Published online by Cambridge University Press: 01 June 2011
From Tuscan to Latin, and not vice versa
Leon Battista Alberti (1404–1472), the most influential humanist of the Renaissance, wrote his well-known De Pictura, consisting of three parts or books, between the years 1435 and 1436, in two separate languages: the local dialect of Tuscany, and Latin.

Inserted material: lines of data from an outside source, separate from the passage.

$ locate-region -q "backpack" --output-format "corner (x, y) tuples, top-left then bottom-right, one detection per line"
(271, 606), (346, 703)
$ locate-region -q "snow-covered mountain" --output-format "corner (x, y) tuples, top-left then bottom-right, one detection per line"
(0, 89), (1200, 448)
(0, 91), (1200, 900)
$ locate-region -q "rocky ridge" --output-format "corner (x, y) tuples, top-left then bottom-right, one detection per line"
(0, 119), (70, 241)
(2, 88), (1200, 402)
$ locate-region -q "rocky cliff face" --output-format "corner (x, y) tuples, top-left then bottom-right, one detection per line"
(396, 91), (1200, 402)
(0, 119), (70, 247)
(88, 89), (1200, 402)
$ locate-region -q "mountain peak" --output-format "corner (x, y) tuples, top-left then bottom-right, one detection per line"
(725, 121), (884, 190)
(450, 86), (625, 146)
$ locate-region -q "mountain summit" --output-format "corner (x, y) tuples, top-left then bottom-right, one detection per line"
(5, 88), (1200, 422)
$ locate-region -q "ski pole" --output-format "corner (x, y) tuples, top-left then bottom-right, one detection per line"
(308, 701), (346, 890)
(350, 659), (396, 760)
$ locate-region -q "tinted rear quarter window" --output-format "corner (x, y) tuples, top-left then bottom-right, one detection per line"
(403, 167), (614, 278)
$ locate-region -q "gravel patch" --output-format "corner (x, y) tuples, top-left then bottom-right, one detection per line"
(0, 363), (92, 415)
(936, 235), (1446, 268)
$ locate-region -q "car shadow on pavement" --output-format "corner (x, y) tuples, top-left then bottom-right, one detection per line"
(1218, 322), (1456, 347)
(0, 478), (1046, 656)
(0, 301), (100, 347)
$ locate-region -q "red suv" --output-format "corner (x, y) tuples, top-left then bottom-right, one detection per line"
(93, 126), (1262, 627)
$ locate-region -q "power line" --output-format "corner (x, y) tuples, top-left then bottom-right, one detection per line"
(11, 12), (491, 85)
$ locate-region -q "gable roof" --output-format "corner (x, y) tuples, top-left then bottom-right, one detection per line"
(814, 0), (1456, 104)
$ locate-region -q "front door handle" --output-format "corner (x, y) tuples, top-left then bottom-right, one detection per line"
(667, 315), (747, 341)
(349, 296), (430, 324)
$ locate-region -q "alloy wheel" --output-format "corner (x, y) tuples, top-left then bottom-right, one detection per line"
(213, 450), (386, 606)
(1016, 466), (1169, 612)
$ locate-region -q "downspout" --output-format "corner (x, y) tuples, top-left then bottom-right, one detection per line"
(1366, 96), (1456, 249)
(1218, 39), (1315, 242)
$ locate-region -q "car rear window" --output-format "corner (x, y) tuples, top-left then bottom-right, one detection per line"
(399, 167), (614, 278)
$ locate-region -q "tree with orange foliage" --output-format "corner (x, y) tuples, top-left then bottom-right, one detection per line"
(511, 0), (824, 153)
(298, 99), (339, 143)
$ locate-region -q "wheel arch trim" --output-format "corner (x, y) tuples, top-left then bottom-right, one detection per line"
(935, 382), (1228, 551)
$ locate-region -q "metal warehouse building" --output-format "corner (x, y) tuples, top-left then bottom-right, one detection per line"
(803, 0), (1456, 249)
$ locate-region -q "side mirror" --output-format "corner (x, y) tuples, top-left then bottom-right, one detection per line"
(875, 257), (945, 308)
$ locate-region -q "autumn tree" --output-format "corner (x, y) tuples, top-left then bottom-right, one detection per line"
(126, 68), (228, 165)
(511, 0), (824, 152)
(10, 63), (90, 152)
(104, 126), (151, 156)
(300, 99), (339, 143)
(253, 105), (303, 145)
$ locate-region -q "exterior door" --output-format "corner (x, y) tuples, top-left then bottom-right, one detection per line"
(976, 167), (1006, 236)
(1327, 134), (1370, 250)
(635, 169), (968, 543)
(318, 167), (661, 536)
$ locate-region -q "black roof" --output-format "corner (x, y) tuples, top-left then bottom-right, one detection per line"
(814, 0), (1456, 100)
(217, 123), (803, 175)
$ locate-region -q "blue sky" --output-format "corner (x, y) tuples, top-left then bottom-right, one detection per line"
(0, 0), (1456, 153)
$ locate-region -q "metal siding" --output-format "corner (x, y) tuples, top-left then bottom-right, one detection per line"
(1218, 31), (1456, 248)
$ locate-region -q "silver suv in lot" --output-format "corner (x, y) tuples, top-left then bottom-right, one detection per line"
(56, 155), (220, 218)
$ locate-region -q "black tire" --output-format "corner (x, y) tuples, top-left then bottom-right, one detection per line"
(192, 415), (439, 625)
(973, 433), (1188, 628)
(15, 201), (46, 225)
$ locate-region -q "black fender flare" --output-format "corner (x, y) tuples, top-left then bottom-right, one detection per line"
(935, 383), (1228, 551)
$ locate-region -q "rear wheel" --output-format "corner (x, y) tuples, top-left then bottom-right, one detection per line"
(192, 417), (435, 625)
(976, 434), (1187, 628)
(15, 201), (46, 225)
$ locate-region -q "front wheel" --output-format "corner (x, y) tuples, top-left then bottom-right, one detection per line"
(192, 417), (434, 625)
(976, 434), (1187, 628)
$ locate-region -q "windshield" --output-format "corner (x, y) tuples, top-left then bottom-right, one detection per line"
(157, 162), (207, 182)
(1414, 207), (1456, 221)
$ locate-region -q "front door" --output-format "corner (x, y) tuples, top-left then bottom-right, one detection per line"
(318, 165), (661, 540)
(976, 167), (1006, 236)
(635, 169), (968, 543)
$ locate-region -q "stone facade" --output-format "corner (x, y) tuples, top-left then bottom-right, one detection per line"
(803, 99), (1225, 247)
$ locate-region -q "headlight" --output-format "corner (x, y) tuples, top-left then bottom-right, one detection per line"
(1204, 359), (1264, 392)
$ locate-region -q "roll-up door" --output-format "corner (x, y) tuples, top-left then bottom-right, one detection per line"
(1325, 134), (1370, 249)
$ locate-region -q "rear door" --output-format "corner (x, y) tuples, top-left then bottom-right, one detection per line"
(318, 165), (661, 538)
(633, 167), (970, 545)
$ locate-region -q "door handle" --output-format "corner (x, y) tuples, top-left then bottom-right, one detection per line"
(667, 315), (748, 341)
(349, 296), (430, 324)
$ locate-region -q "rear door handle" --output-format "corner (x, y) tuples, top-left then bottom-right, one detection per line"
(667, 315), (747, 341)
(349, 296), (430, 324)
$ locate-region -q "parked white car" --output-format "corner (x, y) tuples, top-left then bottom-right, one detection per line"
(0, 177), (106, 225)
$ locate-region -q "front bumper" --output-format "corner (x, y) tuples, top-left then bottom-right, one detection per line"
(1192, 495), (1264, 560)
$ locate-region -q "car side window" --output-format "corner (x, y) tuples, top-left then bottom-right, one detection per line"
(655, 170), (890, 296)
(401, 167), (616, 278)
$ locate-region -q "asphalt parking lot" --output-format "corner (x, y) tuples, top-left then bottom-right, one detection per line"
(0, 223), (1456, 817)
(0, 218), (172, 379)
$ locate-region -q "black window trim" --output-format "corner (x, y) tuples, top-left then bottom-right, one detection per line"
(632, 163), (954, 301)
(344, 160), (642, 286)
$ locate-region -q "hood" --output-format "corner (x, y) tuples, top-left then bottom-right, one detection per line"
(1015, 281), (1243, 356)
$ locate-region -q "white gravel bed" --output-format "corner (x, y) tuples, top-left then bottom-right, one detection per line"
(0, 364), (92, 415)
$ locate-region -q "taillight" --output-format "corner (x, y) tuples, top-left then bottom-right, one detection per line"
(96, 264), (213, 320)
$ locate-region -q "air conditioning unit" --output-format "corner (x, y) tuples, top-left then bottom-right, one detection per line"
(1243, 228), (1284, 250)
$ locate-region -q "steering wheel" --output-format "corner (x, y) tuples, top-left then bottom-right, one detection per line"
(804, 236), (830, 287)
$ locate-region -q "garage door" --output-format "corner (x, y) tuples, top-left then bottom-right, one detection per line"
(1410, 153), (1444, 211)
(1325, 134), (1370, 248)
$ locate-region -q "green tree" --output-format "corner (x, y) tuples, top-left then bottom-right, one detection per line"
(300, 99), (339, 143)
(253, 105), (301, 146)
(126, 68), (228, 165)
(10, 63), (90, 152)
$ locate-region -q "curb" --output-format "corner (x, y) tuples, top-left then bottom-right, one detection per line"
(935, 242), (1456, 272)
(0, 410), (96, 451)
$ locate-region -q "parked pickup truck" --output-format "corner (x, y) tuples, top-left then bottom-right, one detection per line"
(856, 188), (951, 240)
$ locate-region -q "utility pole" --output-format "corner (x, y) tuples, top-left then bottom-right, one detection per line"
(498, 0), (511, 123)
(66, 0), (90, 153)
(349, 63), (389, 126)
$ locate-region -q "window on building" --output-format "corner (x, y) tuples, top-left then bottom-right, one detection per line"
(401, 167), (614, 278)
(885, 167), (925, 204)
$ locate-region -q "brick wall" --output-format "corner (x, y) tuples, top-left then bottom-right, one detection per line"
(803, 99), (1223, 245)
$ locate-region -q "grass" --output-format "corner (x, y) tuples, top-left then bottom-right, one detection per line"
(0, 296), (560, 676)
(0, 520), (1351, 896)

The usual opinion is that the author wrote the text in Latin first and then translated it into the vernacular for the benefit of working-class painters who lacked a classical education. Nevertheless, I propose to demonstrate that Alberti wrote his treatise first in the vernacular(1) and then, later, in Latin. In the later version, enriched by both new information and corrections of earlier errors, the author introduced many clarifications, changing names and terms and even rewriting sentences to improve them, and in the end produced a definitive version. Subsequently, the original vernacular version, extant in only a few manuscripts, was not mentioned again by scholars until the end of the eighteenth century.(2) The Latin draft, however, was reproduced in numerous manuscripts. Perhaps Alberti's final Latin draft was the one printed in Basel in 1540.(3) This Basel printed text is the one that I have translated here into English.
Cecil Grayson's well-known English translation of On Painting (1972) derives from a collation of several Latin manuscripts of De Pictura but largely excludes the Basel version.